Difficile de ne pas sourire lorsque Nai Nai souffle à l’un des siens : « Ne dis rien aux enfants, ils s’inquièteraient », au sujet de la fatigue qu’elle ressent, alors que tous sont occupés à lui mentir sur son état de santé pour lui permettre de vivre sereinement le peu de temps qu’il lui reste – selon les médecins. D’ailleurs, de toute l’assemblée aux mines assez tristounes, c’est elle qui semble la plus en forme, la plus joyeuse et… la plus vivante ! Tendre ironie. On ne peut s’empêcher de se demander si elle n’est pas au courant, d’ailleurs, de cette supercherie. On s’attend même à découvrir que c’est finalement elle qui se joue d’eux… Mystère… En attendant, c’est clairement la vie – et l’appétit ! – qui l’emportent ! Car c’est autour de fastueux repas que se déroule la plus grande partie du film. Et, quand l’appétit va tout va, non ?

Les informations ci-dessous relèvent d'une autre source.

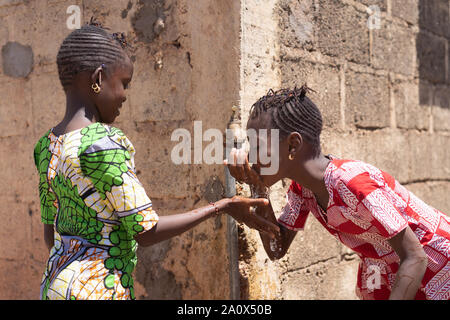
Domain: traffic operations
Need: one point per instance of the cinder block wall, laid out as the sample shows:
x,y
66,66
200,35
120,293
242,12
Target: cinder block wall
x,y
188,72
384,95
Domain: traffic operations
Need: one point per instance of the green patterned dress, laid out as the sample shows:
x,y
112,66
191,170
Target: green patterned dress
x,y
89,191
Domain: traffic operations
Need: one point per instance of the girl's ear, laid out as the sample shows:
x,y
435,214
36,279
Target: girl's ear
x,y
96,76
295,142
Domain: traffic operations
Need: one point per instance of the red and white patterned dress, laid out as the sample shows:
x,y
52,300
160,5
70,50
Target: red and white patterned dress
x,y
366,208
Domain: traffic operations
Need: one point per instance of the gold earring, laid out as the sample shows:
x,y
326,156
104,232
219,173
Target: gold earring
x,y
96,87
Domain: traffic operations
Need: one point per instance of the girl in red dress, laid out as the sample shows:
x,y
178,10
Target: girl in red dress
x,y
403,243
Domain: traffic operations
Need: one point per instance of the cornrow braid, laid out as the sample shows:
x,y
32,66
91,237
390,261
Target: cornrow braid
x,y
292,111
86,49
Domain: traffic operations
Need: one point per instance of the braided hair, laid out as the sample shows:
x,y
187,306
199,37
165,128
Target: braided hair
x,y
291,111
86,49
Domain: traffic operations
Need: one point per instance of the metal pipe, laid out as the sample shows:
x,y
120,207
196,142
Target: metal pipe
x,y
232,234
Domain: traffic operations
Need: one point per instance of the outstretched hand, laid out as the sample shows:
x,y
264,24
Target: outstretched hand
x,y
242,210
240,169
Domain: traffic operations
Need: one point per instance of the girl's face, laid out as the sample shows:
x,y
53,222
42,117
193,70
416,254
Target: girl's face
x,y
265,145
112,94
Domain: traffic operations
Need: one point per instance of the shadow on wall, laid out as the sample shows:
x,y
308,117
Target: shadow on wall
x,y
431,44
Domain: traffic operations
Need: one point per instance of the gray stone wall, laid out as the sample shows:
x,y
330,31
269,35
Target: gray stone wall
x,y
384,95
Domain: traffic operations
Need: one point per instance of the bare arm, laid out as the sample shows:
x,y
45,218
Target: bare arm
x,y
239,167
413,264
49,236
237,207
275,248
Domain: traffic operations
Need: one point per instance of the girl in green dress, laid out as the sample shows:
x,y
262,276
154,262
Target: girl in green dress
x,y
94,209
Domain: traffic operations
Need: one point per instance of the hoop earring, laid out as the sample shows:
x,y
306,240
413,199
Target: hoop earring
x,y
96,87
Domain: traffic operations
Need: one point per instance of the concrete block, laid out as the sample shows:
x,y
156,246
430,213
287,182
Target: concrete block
x,y
312,244
407,10
297,24
441,109
342,31
19,280
160,176
367,100
422,151
172,82
382,4
440,157
434,193
394,49
17,60
19,174
431,57
409,114
15,107
325,80
48,101
333,280
434,16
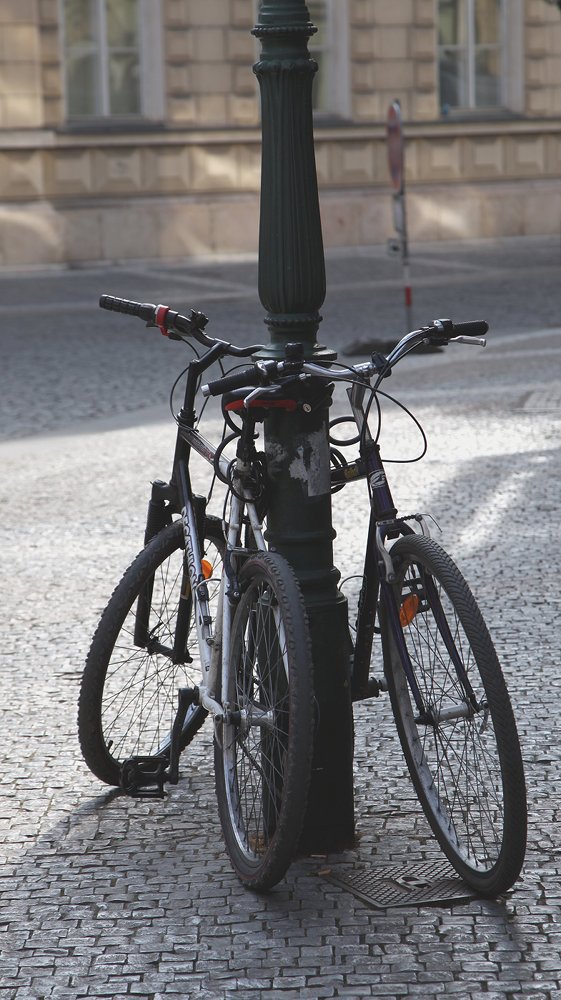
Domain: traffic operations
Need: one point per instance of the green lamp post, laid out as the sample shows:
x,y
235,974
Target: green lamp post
x,y
292,290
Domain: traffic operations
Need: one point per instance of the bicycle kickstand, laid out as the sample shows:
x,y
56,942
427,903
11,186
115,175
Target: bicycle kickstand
x,y
144,777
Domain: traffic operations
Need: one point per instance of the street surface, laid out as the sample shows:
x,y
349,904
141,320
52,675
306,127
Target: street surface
x,y
104,896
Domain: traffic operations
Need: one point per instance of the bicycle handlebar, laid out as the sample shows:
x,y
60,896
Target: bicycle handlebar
x,y
169,322
265,373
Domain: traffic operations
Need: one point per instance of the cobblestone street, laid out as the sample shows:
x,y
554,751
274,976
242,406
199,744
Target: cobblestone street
x,y
105,896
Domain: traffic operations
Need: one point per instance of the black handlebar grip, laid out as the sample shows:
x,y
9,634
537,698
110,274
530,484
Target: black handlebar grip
x,y
475,328
144,310
237,380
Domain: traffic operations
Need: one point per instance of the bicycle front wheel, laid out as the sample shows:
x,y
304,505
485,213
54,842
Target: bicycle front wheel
x,y
145,648
263,753
460,741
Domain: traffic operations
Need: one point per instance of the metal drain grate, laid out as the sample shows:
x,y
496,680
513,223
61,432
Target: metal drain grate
x,y
429,883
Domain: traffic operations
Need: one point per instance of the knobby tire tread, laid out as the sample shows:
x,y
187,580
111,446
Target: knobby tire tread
x,y
94,749
263,874
509,863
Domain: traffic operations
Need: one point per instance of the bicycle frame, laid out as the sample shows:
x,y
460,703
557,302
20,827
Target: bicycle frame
x,y
213,645
378,575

Une immersion dans la culture chinoise
L’adieu nous emmène efficacement à la découverte d’un type de cinéma auquel nous ne sommes pas habitués, et nous ouvre à une culture éloignée de la nôtre. À l’instar de Billie, à laquelle on s’identifie ainsi assez facilement. Et il le fait avec un brin d’auto-dérision parfois. Karaoké de folie, préparatifs kitchounets du mariage, place centrale de la nourriture, pleureuses professionnelles lors de funérailles… Et évidemment, ce fameux rapport à la mort, avec lequel tous ne sont pas d’accord. Inévitablement, le film nous interroge sur ce thème. Sur les différentes manières de l’appréhender, de vivre le deuil et d’exprimer sa peine, toutes acceptables, toutes respectables. Même quand les larmes viennent tard ; même quand elles ne viennent pas et que le chagrin trouve un autre chemin.
Trop pudique, l’adieu ?
Le rythme est lent, et il y a de quoi être un peu déstabilisé par la mise en scène très dépouillée et par son schéma assez répétitif. Mais surtout, on attend, on guette l’émotion qui nous emportera un peu plus profondément sans pour autant nous engluer dans une interminable pleurnicherie. Malheureusement, le relief espéré ne vient pas, et l’émotion nous effleure à peine, nous touche parfois – comme lorsque Billi libère ce que l’on imagine être sa colère et sa peine sur le piano – mais ne nous bouleverse pas. Forcément, difficile de transmettre et de partager des émotions retenues… Enfin bon, on a quand même réussi à verser une larmichette à la fin, l’honneur est sauf ! Une fin à l’image de tout le film d’ailleurs, tendre et assez inattendue.